I don’t know what was happening, but this was a local problem. I’ve now concluded that my error checking for “waitForQualityGate()” is going to have to respect the fact that this kind of failure is going to happen in our environment from time to time. I’m now wrapping it in a timeout block with a relatively short timeout, and not failing the build if it times out (but logging and notifying this fact).

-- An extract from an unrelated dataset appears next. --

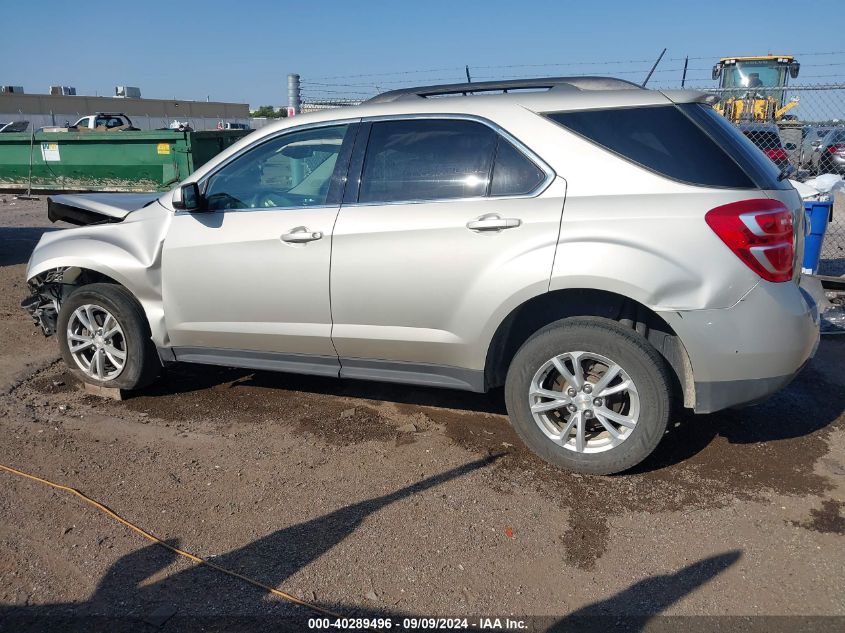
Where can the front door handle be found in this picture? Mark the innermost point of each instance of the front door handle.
(493, 222)
(300, 235)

Thanks for your discussions here! By configured the webhook, my pipelines are working great! Before that it is always paused in the waitForQualityGate step by claming “task is IN_PROGRESS”. My webhooks are configured as following:
I was having this problem too. If I let waitForQualityGate() run it would see “IN PROGRESS” and then hang until the timeout. Worked around it by adding a sleep until the analysis was complete, which defeats the purpose of using a webhook.
In case it help anyone else, my problem was that Jenkins wasn’t actually receiving the webook request. When I looked in Sonar I could see the recent deliveries of the webhook all showed “Response: Server Unreachable”.
I still don’t know exactly why because when I recreated the hook request manually using cURL from the sonar server everything worked fine. But I tweaked the URL a bit (I was using a hostname and port but changed it to the proper DNS name) and now the webook works as expected.